22 mai 2011

La Vigile

Depuis le 26 mars 2011, tous les samedis à 14h, une vigile est organisée devant le parvis de l’Hôtel de ville de Montréal et dans d'autres villes du Québec. Mais qu’est-ce donc ? Il s’agit d’un moment où chacun peut librement parler, lire, énoncer, raconter, définir son Québec. À l’initiative de Sébastien Ricard, qui a entre autre participé au Moulin à Paroles à Québec en 2009, la Vigile est un espace infiniment grand, où la liberté d’expression prend toute sa valeur. Mais pourquoi donc étais-je là ce samedi et surtout pourquoi j’y retournerai et je vous conseille d’y aller.

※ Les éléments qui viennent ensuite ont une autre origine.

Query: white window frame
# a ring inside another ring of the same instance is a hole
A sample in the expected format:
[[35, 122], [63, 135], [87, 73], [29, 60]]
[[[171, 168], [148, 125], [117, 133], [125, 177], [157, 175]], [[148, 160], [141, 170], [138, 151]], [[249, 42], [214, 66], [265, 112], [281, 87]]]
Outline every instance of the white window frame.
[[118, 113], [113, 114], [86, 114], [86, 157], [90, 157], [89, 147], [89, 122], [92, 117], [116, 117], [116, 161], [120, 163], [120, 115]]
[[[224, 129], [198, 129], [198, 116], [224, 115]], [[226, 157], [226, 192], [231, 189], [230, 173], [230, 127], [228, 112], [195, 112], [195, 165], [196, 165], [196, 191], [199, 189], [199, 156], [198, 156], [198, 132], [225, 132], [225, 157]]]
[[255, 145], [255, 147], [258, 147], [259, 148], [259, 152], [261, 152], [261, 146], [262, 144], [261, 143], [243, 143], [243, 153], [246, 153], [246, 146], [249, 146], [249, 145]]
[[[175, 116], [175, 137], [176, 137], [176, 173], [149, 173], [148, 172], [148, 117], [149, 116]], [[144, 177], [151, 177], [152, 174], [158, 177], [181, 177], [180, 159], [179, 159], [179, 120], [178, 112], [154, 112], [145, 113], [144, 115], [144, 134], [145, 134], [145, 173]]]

Certains le savent, d’autres le découvrent peut-être, mais je suis française. C’est que mon accent parle pour moi, et peut même parfois se détecter dans mes écrits. En arrivant au Québec il y a deux ans et demi, je venais pour une histoire personnelle, un projet qui l’était tout autant, et il faut le dire, peu de connaissances de ce qui allait devenir mon « pays ». Je suis arrivée ici, comme on entreprend une relation amoureuse : séduite par la beauté physique des paysages et d’un Montréal singulier, je me laissais prendre au jeu du flirt et emballée par la passion, décidais de tout quitter pour venir poser mes valises ici. La lune de miel terminée, il m’a fallu un autre attrait que l’espace physique qui m’entourait, et plein de questions se sont alors bousculées dans ma tête : où suis-je vraiment, d’où viennent les gens qui m’entourent, et surtout vers quoi vont-ils ? Je devins une véritable espionne de la culture québécoise en posant de multiples questions à mes proches sur son histoire et en commençant à dévorer avec une quasi dévotion sa littérature et en particulier sa poésie. Force est de constater que pour certains, l’histoire n’était pas le point le plus fort, mais une réalité de leur quotidien me faisait comprendre bien des choses… de la discussion naît la prise de position puis l’action.
Tout ceci est encore récent, et pour l’instant, je me situe entre la discussion et la prise de position. Je vis au Québec, je parle français et mon métier m’amène tous les jours à défendre bec et ongle cette langue. D’ailleurs, en disant cela, je ne veux surtout pas résumer le Québec à sa langue. Je me sens intégrer à la culture québécoise et comme dans une relation saine, j’ai l’impression que le Québec m’apporte et que j’apporte au Québec. Je suis une immigrante, qui a été choisie par le Québec, et qui a pris le Québec pour lieu de vie. Finalement, je suis québécoise. Et parce que je le suis, et je me sens ainsi, je me dois de vouloir le mieux pour le Québec. Pour l’instant, je ne sais pas quel est le mieux, je dessine dans ma tête des possibilités d’avenir, mais en toute humilité, j’ai encore beaucoup à apprendre pour pouvoir passer à l’action.
Comme je le dis souvent, je suis née deux fois : une première en France par chance et une deuxième fois au Québec par choix. Ce choix individuel m’a amené à avoir une conscience collective de la société dans laquelle je vis. Je peux remercier mes parents, militants de longue date, sans doute par le sang révolutionnaire qui coulent en eux (grande tradition française !), qui sont pour moi des modèles de ce que tout citoyen devrait être. Ce sont des personnes impliquées socialement, culturellement et humainement dans leur environnement.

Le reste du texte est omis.